The Role of Pro-Fibrotic Biomarkers in Atrial Fibrillation: How Good Are We in the Translational Interpretation?

We read with interest the paper by Takemoto et al. (1), where the translational aspect of profibrotic biomarkers in atrial fibrillation (AF) is discussed. The authors showed higher intracardiac levels of galectin-3 in patients with persistent AF compared with paroxysmal AF as well as a significant association between galectin-3 levels and arrhythmia recurrences after catheter ablation. Furthermore, in an animal model, the authors analyzed the role of GM-CT-01 inhibitor and showed a significant reduction of galectin-3 and transforming growth factor (TGF)–β1 levels, indicating protective effects on profibrotic processes in fibrillating atria.

The authors should be congratulated for their interesting translational research and the promising aspects of a potential upstream therapy in AF. Nevertheless, we have some comments, mainly on the basis of our and other studies.

Several clinical and experimental studies have highlighted the role of interstitial fibrosis in the initiation and maintenance of AF (2). Atrial fibrosis might disturb anisotropic conduction and change the duration and dispersion of the effective refractory period. This explains the intra-atrial re-entry circuits leading to the electrophysiological and structural remodeling in atrial tissue that facilitates AF initiation and perpetuation. Besides the proinflammatory state, the profibrotic pathway is the most plausible cause for arrhythmia recurrences following catheter ablation so far (3).

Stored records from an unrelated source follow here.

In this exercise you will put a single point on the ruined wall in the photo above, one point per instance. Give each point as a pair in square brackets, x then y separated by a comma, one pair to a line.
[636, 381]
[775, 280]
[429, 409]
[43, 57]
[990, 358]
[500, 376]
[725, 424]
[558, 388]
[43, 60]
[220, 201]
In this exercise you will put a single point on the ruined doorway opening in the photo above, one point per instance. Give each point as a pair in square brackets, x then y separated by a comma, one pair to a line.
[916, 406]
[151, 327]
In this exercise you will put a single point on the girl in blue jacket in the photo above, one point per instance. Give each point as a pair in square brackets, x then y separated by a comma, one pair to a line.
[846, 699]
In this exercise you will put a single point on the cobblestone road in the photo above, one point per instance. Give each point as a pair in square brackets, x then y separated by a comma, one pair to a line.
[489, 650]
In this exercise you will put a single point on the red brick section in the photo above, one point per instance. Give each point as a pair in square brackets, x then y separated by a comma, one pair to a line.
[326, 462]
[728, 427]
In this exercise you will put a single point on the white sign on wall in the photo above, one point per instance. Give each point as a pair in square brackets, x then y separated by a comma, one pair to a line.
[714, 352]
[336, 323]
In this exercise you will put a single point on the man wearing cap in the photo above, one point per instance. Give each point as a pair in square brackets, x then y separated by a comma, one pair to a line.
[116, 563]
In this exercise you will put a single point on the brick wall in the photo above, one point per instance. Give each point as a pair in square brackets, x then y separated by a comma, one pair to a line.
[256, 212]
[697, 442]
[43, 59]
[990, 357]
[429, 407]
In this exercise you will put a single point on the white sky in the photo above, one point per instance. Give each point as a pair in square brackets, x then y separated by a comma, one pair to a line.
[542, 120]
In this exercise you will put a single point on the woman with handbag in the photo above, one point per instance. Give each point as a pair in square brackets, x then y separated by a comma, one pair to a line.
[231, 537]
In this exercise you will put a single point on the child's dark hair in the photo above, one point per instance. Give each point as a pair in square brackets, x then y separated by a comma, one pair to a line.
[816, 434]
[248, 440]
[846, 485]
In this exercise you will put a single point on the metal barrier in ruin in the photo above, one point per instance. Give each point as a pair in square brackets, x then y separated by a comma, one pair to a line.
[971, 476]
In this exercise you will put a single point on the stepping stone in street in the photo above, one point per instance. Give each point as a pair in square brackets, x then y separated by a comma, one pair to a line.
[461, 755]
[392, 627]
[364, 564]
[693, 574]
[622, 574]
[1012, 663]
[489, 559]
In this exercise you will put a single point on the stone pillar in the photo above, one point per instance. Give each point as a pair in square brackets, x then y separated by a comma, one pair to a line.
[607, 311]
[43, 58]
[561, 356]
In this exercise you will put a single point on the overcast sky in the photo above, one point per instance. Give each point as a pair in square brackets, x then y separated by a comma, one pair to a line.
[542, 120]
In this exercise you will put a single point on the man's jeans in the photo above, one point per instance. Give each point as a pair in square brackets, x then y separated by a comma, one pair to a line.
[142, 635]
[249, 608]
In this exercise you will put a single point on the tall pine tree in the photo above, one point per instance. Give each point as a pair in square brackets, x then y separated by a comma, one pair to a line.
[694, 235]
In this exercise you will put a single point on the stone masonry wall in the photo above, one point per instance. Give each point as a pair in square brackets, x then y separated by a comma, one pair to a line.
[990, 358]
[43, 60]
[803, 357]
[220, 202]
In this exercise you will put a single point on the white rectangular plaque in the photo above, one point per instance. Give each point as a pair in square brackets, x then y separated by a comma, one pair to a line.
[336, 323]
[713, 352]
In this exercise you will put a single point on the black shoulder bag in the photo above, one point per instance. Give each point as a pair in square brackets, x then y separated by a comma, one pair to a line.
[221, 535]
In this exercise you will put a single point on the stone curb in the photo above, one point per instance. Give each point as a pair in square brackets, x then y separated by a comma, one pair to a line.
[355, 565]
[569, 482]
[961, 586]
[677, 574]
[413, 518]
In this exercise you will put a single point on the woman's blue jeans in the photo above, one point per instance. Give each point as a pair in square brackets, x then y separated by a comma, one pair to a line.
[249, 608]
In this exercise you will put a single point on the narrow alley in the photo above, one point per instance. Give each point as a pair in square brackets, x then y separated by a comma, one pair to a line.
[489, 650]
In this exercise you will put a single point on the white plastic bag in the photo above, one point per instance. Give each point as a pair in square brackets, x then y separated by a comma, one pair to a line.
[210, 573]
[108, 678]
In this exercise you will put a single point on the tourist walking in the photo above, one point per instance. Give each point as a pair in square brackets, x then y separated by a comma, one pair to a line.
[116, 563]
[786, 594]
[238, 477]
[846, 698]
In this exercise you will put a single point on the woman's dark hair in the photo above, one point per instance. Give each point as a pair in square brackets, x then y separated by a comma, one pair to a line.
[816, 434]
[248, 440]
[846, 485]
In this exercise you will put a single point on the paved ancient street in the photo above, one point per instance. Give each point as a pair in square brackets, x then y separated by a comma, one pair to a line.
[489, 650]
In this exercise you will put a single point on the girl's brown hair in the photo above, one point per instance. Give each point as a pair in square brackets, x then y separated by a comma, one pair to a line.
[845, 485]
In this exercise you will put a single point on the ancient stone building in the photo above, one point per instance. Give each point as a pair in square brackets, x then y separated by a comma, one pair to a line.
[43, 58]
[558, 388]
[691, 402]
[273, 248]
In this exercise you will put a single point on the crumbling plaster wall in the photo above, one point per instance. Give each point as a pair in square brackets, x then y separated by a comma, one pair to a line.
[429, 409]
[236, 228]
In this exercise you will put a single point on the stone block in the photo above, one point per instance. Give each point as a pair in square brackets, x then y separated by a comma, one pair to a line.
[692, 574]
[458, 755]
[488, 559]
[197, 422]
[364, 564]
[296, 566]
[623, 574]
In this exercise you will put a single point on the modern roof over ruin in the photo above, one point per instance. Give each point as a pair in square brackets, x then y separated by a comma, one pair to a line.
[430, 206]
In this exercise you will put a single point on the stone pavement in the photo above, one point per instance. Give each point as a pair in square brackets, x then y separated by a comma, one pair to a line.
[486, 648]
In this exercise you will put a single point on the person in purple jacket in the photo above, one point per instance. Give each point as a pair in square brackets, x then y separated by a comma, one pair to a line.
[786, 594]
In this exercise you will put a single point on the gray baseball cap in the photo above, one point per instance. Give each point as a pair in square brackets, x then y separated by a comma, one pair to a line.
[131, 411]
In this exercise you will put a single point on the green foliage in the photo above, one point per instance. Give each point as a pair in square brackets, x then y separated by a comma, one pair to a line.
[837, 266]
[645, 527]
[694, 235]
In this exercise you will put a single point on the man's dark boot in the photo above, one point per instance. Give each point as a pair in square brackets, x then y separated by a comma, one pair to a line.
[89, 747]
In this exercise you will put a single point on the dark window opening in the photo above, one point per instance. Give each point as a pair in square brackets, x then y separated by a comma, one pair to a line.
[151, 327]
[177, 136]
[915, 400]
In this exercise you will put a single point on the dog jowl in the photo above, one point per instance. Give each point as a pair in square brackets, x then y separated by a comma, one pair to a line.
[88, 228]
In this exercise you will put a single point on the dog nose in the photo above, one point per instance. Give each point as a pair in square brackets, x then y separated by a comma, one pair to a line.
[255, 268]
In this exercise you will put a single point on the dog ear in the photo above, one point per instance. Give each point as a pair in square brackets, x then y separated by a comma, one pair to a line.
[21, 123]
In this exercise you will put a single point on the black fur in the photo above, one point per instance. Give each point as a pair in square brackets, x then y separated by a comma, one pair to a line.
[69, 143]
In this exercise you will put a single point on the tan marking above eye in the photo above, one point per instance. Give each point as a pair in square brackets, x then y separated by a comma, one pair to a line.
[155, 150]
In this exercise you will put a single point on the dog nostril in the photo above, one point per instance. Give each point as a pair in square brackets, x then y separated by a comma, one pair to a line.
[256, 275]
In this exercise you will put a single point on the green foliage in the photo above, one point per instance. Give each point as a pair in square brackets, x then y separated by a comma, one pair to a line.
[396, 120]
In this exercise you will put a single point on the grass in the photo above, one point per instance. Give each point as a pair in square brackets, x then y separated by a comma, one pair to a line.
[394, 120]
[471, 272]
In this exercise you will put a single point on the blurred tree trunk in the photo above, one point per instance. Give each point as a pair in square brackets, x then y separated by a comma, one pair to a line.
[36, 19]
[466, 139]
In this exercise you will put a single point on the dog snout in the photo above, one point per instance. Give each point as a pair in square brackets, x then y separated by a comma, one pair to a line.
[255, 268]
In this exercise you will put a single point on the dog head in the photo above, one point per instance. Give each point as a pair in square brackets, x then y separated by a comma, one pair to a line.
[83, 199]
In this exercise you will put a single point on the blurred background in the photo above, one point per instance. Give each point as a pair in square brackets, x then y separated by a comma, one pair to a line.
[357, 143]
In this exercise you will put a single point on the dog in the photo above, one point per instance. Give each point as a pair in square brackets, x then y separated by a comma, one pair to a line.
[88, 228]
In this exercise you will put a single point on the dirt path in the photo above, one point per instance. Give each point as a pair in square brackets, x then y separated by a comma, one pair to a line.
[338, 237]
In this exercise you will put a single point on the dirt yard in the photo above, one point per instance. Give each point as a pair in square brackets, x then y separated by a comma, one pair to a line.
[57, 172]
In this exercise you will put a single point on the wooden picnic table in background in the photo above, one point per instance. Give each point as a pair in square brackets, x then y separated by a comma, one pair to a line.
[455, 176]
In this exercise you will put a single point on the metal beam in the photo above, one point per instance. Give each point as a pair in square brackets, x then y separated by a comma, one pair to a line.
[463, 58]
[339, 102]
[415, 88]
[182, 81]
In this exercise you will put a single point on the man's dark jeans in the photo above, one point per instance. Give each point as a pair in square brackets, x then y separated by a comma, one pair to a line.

There are several profibrotic markers of great interest that may be associated with rhythm outcome. Different studies have suggested that TGF-β1 is involved in the mechanisms of atrial fibrosis and AF pathogenesis, and plasma TGF-β1 levels might be considered as a surrogate marker for atrial fibrosis (2). Because of its involvement in profibrotic remodeling and inflammation, galectin-3 is one of the emerging biomarkers in different cardiac diseases and gains recent attention as a novel biomarker in AF.

What is the clinical reality when we try to translate hypotheses from experimental studies? Several clinical studies have aimed to analyze the role of galectin-3 in AF, but the results are not consistent (4). In contrast to the current study (1), we found significantly higher levels of proinflammatory and profibrotic biomarkers in peripheral blood than in cardiac circulation (J. Kornej et al., unpublished data, April 2016)—probably indicating the washout phenomenon. Also, we could not find any significant differences in galectin-3 levels in a subgroup of patients with blood taken from different cardiac sites (4). Furthermore, higher galectin-3 levels found in AF patients might be mediated by cardiometabolic disturbances rather than by heart rhythm itself, which is in accordance with other studies (4). Finally, galectin-3 was not useful to predict arrhythmia recurrences 4, 5.

Similar inconsistency regarding prediction of arrhythmia recurrences had also been shown in clinical studies with TGF-β1. For example, despite its known role in the pathophysiology of cardiac fibrosis, TGF-β1 failed to improve the value of widely used clinical scores for the prediction of arrhythmia recurrences (3).

In conclusion, it remains challenging to translate the findings from experimental settings to “real-world” (multi)morbid patients.